Ist das Schlimmste der Finanzkrise überstanden?

„Vorbei ist es noch lange nicht. Dafür wurde in den letzten Monaten einfach zu viel Vertrauen an den Märkten zerstört. Es wird sehr schwer werden, das zu reparieren. Außerdem ist nach wie vor nicht klar, welche Risiken noch in den Büchern der Geldhäuser versteckt sind. Einige Banken werden sicherlich noch Probleme bekommen“,

sagt Rolf Tilmes, Lehrstuhlinhaber für Finanzen und Vermögensmanagement an der European Business School.

Sollte der Staat notfalls für Fehler der Finanzbranche geradestehen?

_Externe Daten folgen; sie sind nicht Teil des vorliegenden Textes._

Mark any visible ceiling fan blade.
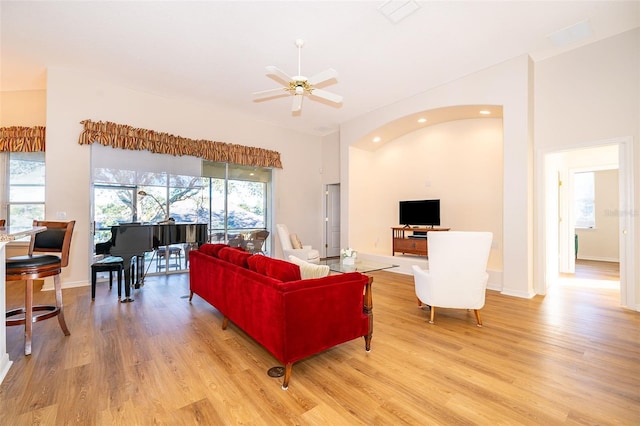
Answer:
[309,68,338,85]
[291,95,304,112]
[311,89,342,104]
[267,65,293,84]
[253,87,289,100]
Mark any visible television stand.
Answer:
[391,227,451,256]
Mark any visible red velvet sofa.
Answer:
[189,244,373,389]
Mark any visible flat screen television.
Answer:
[400,200,440,227]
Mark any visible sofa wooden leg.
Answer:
[473,309,482,327]
[282,363,293,390]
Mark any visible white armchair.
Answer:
[413,231,493,327]
[276,224,320,263]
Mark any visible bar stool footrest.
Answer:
[6,305,60,327]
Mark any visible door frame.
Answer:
[535,137,638,310]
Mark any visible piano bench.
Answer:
[156,246,182,271]
[91,256,124,300]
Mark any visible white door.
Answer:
[325,183,340,257]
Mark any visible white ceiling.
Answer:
[0,0,640,135]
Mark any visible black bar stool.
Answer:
[6,220,76,355]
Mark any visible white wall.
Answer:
[341,56,534,297]
[575,170,619,262]
[0,90,47,127]
[46,69,322,286]
[349,118,503,271]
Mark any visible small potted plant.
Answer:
[340,248,358,265]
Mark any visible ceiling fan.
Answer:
[253,39,342,112]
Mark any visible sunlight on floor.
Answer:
[553,277,620,290]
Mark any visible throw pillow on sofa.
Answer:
[290,234,302,250]
[218,247,252,268]
[198,243,229,257]
[289,256,329,280]
[248,255,301,282]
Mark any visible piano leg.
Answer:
[118,255,133,303]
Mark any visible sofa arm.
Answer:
[281,272,373,362]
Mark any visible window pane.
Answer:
[169,176,209,223]
[138,186,167,223]
[573,172,596,228]
[7,152,45,227]
[9,204,44,227]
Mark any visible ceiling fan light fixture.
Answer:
[253,39,342,112]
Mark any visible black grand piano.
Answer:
[109,222,208,302]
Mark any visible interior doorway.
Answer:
[537,138,635,309]
[324,183,340,257]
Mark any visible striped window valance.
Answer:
[78,120,282,169]
[0,126,45,152]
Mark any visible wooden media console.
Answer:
[391,226,451,256]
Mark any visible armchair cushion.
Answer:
[198,243,229,257]
[218,247,251,268]
[247,255,301,282]
[291,234,302,250]
[289,256,329,280]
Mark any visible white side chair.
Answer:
[276,224,320,263]
[412,231,493,327]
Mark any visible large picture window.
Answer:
[5,152,45,227]
[92,145,271,270]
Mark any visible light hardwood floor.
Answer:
[0,264,640,425]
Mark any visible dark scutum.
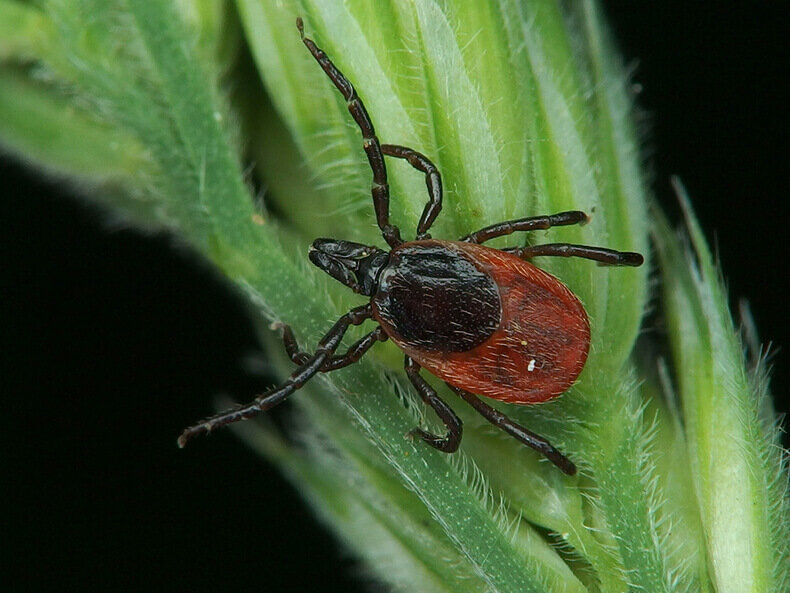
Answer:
[373,243,502,352]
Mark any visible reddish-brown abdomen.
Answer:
[374,241,590,404]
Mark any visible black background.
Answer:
[0,1,790,592]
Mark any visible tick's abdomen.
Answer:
[373,241,590,403]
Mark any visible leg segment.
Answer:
[296,18,403,247]
[450,385,576,476]
[381,144,442,240]
[460,210,589,243]
[403,356,463,453]
[272,323,387,373]
[178,305,373,447]
[502,243,645,266]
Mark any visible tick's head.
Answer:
[310,239,390,296]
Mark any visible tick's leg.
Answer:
[459,210,589,243]
[178,305,373,447]
[381,144,442,240]
[502,243,645,266]
[296,18,403,247]
[272,323,387,373]
[450,385,576,476]
[403,356,463,453]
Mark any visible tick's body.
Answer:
[178,19,642,474]
[371,240,590,404]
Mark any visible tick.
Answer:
[178,19,643,474]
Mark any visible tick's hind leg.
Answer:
[460,210,589,243]
[502,243,645,266]
[448,384,576,476]
[403,356,463,453]
[178,305,373,447]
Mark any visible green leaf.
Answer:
[656,180,790,592]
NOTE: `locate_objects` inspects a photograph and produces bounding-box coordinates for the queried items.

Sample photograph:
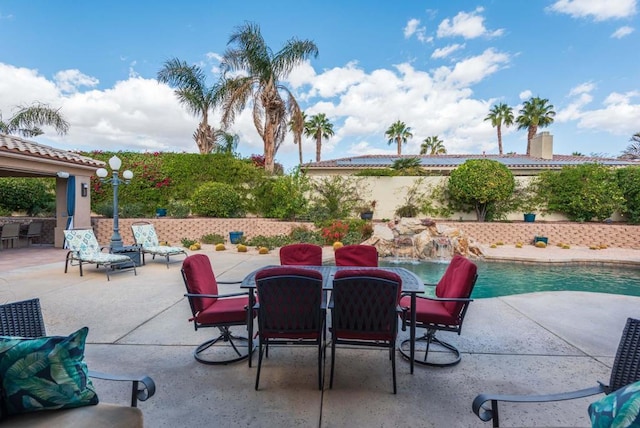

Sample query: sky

[0,0,640,170]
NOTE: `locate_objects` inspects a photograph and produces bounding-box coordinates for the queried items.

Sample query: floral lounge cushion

[0,327,98,415]
[589,382,640,428]
[131,224,160,250]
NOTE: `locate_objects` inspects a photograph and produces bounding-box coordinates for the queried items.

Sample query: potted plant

[358,201,376,220]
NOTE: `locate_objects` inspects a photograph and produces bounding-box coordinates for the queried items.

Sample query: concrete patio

[0,246,640,428]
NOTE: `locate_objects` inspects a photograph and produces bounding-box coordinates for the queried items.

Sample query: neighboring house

[304,132,640,176]
[303,132,640,220]
[0,134,105,247]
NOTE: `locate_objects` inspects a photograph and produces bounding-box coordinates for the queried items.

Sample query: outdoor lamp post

[96,156,133,250]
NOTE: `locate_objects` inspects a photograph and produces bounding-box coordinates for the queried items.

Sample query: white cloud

[437,7,504,39]
[547,0,637,21]
[54,70,100,92]
[611,25,635,39]
[518,89,533,101]
[431,43,465,59]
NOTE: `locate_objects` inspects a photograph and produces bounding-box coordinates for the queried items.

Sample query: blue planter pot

[229,232,244,244]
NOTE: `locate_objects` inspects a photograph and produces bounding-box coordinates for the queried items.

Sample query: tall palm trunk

„Wir sollten jetzt nicht puristisch sein. In der derzeitigen Situation ist es das kleinere Übel, wenn der Staat eingreift und das Finanzsystem stabilisiert. Sonst sind nicht nur die Banken, sondern auch die allgemeine Wohlfahrt in Gefahr. Im Anschluss muss man sich Gedanken über eine neue Regulierung der Finanzmärkte machen, ohne gleich Kritik am Kapitalismus anzustimmen. Es gibt dazu keine Alternative“,

sagt Udo Steffens, Vorstandsvorsitzender und Präsident der Frankfurt School of Finance & Management.

Welche Auswirkungen hat die dramatische Entwicklung für Deutschland?

„Deutschland kommt vergleichsweise gut weg. Das hängt damit zusammen, dass die deutschen Banken mit ihrem Geschäftsmodell viel breiter aufgestellt sind als die großen amerikanischen Investmentbanken. Banken mit einer relativ breiten Kundenbasis gehören zu den Gewinnern“,

sagt Richard Stehle, Professor der Betriebswirtschaftslehre mit den Schwerpunkten Banken und Börse an der Humboldt-Universität Berlin.

Welche Lehren lassen sich aus der Krise ziehen?

„Das alte Wall-Street-Modell der Investmentbanken, immer mehr mit immer komplexeren Produkten zu verdienen, hat ausgedient. Die Branche wird sich an alte Stärken, etwa das klassische Einlagengeschäft, erinnern. Risikoaspekte werden künftig viel wichtiger genommen werden. Und man wird sich mehr Gedanken über seinen Handelspartner machen, ehe man Geschäfte mit ihm abschließt“,

sagt Rolf Tilmes.

Was ist das Besondere im Vergleich zu früheren Krisen?

„Wir erleben ein größeres Erdbeben als nach dem 11. September 2001. Damals erschütterte ein Terrorangriff die Märkte, heute liegt der Fehler im System. Deshalb geht die Krise tiefer. Das Fehlverhalten von hunderten Personen hat zu der Krise geführt. Banken und Versicherungen müssen jetzt einen „internen Reinigungsprozess“ durchlaufen. Sie sollten nicht die gleichen Leute weiterbeschäftigen“,

sagt Andreas Oehler, Professor für Betriebswirtschaftslehre mit dem Schwerpunkt Finanzwirtschaft an der Universität Bamberg.